The procedure requires use of x-ray to precisely place the needle. Therefore, if you are pregnant, please inform your physician prior to the procedure. The amount of x-ray exposure is within recommended safe limits for adults, but can be hazardous to the developing fetus. If you are on blood thinners or anticoagulants, please notify your physician. Special precautions or medication adjustments may be deemed necessary. However, do not stop your medication without consulting with your physician.
If you are a diabetic and take medications, notify your physician as medication adjustments may be necessary. Your blood sugars will likely temporarily increase following the procedure due to the administration of a corticosteroid medication.
You will require a driver after the procedure, as it may be unsafe to operate a vehicle.
Notify your physician of any allergies you may have.
Before the procedure:
Take your medications as prescribed unless told otherwise. You may be given a sedative medication prior to the procedure.
During the procedure:
You will be placed face down onto a special table for the procedure. After cleansing the skin, a drape will be applied. The medications will be placed in syringes, ensuring sterility. The x-ray machine will be maneuvered to a satisfactory position. A needle will be placed precisely to the target area, utilizing multiple views for safety. After satisfactory placement of the needle, contrast dye is injected for confirmation. Occasionally, needle adjustments must be made. The corticosteroid medication and anesthetic are injected after satisfactory flow of the contrast dye. Multiple pictures are saved and the needle is removed.
After the procedure:
Your skin will be cleansed and a bandage applied as necessary.

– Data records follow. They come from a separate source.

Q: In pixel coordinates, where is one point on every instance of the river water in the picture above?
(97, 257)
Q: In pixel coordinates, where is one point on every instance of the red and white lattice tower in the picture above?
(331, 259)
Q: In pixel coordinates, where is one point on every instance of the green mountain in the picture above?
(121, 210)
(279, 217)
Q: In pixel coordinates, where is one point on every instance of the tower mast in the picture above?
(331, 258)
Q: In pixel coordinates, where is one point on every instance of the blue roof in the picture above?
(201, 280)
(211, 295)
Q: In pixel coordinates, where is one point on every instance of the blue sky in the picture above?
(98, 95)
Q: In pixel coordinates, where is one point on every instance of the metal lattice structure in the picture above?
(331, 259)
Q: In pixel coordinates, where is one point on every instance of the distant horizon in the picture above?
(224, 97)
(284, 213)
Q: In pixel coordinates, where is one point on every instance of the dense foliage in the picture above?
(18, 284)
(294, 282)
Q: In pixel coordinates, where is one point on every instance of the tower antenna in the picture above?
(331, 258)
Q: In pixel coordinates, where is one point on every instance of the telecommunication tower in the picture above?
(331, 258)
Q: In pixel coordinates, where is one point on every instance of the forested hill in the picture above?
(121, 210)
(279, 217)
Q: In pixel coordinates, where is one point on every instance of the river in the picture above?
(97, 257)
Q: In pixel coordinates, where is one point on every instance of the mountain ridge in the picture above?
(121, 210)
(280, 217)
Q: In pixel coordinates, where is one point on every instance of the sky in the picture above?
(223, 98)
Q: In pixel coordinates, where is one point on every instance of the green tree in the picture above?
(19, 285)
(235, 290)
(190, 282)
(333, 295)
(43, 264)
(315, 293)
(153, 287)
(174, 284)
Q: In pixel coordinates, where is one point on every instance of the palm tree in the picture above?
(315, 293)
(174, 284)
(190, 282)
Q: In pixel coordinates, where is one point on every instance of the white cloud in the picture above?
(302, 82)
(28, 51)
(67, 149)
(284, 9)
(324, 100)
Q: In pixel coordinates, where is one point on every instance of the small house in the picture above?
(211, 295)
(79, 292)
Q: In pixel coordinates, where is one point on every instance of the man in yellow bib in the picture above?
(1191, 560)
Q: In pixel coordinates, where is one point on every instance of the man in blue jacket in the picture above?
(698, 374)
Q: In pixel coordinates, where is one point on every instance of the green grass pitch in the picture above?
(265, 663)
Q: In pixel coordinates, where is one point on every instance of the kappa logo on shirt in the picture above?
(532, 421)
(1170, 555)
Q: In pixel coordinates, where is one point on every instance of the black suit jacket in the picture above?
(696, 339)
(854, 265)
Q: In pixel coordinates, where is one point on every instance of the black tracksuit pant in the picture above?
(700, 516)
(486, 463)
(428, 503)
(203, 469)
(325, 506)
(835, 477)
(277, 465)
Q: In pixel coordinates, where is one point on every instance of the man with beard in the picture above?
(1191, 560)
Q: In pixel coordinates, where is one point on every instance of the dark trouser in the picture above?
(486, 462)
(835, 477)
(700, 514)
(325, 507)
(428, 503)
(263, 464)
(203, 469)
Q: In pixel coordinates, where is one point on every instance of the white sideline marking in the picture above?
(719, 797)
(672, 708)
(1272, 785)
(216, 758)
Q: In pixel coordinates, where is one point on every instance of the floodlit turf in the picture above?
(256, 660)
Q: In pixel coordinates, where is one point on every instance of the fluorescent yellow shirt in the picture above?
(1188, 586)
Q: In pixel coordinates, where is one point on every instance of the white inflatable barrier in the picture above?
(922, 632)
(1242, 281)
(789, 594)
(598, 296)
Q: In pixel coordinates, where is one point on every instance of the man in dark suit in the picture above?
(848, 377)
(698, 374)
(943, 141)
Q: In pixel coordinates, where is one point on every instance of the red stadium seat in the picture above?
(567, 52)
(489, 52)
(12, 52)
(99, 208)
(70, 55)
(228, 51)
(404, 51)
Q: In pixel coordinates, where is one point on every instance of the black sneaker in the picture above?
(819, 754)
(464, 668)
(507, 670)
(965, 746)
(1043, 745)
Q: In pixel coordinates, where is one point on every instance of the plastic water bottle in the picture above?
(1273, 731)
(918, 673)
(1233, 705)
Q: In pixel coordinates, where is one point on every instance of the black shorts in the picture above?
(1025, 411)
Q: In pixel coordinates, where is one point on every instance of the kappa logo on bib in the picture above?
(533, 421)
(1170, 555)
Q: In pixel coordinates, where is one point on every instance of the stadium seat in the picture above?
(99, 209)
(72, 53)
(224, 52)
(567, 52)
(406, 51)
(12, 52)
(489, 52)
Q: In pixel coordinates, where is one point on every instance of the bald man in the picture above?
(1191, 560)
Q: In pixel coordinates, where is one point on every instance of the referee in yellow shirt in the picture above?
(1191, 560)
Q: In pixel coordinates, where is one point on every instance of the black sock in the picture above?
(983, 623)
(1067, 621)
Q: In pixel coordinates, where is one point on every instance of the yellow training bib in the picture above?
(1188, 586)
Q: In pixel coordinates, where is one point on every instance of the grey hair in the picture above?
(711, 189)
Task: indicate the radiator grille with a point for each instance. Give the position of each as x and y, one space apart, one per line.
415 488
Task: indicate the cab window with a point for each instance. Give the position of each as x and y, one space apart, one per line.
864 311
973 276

You will be taken to an observation area and monitored for any adverse reactions, which are very rare. Your usual pain will be re-assessed and documented. You will be given a pain diary to further document your pain upon discharge from the center. It is extremely important for your treatment that you complete and return the pain diary.
Side effects or complications:
Side effects are generally minimal and can include increased discomfort, local bruising, headache, nausea, fainting or dizziness. These symptoms are usually short-lived and will resolve themselves. More severe complications are rare such as infection, allergic reaction, nerve injury or spinal cord injury.